A conversation with Annemijn Rijk

Annemijn Rijk is a choreographer as well as a philosopher. The intersections between these two disciplines are typical of her work, in which she explores the boundaries of genres and where the sensory perception of the audience is central. With her latest production, Yellow Horizon, she hopes to take the audience fully into an experience: "It's about celebrating the intangible."

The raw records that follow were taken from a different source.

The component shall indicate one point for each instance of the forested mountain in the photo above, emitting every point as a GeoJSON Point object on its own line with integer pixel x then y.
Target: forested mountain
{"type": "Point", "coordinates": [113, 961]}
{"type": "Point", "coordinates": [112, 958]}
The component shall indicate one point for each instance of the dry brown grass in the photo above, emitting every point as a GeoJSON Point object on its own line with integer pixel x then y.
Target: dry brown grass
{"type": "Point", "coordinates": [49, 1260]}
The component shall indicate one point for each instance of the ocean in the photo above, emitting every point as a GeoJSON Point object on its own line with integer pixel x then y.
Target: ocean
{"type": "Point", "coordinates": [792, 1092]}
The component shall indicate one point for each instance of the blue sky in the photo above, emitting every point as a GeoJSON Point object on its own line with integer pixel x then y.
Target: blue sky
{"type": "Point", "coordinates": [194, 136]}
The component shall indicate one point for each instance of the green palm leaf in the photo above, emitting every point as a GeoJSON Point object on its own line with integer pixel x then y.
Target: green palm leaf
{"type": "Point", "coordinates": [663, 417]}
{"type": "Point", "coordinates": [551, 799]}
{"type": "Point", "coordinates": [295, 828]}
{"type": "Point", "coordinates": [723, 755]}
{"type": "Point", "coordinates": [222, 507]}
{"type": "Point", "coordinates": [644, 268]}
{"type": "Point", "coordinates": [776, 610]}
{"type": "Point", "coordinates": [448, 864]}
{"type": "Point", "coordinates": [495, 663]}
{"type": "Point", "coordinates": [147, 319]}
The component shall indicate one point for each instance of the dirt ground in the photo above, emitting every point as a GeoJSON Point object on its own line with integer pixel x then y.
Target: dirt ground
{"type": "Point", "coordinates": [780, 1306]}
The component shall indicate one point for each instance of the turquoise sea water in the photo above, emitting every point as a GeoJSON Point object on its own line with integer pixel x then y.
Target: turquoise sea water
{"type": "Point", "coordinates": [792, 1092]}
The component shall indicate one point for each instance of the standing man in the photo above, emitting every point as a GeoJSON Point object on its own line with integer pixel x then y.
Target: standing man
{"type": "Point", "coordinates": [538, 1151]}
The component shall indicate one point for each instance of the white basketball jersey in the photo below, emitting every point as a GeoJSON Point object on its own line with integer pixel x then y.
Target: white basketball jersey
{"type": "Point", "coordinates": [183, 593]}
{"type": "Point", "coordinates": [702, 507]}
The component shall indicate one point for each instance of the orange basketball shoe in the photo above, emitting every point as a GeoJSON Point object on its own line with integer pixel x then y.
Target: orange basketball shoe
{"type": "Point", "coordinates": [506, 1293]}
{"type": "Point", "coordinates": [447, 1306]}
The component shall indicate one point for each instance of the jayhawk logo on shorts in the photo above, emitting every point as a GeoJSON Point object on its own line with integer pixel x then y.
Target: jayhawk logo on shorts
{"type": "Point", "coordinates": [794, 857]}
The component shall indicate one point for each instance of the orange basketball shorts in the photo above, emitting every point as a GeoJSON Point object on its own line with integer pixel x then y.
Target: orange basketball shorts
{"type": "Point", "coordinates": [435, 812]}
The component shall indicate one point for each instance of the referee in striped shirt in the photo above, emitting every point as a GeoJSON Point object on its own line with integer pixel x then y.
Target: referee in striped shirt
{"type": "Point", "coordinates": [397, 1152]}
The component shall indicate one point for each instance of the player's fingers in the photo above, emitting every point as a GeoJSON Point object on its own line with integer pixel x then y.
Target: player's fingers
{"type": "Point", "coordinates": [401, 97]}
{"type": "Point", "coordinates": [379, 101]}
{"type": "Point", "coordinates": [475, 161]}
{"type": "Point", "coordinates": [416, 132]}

"They call me a borderline case here in the theater," laughs Annemijn, "Which basically means I make work at the intersection of different genres. I come from the world of dance and I work with the body, but partly because of the philosophical influence, I've also started to look at the audience's body and how to address that." As a result, her latest production, Yellow Horizon, focuses on the audience's perception. For this work, Annemijn, together with scenographer Theun Mosk, explored the principles of spatial, sensory and physical disorientation. The result is not a standard performance, but an experience, a ritual actually, that staggers your senses. In this, the set plays an important role. By playing with light and dark, breath and perspective, for an hour the theater is not the space it seems. "According to phenomology, we perceive the world through the cooperation of our senses. If you can influence or disorient those senses in a way, a different worldview is created. I find that interesting."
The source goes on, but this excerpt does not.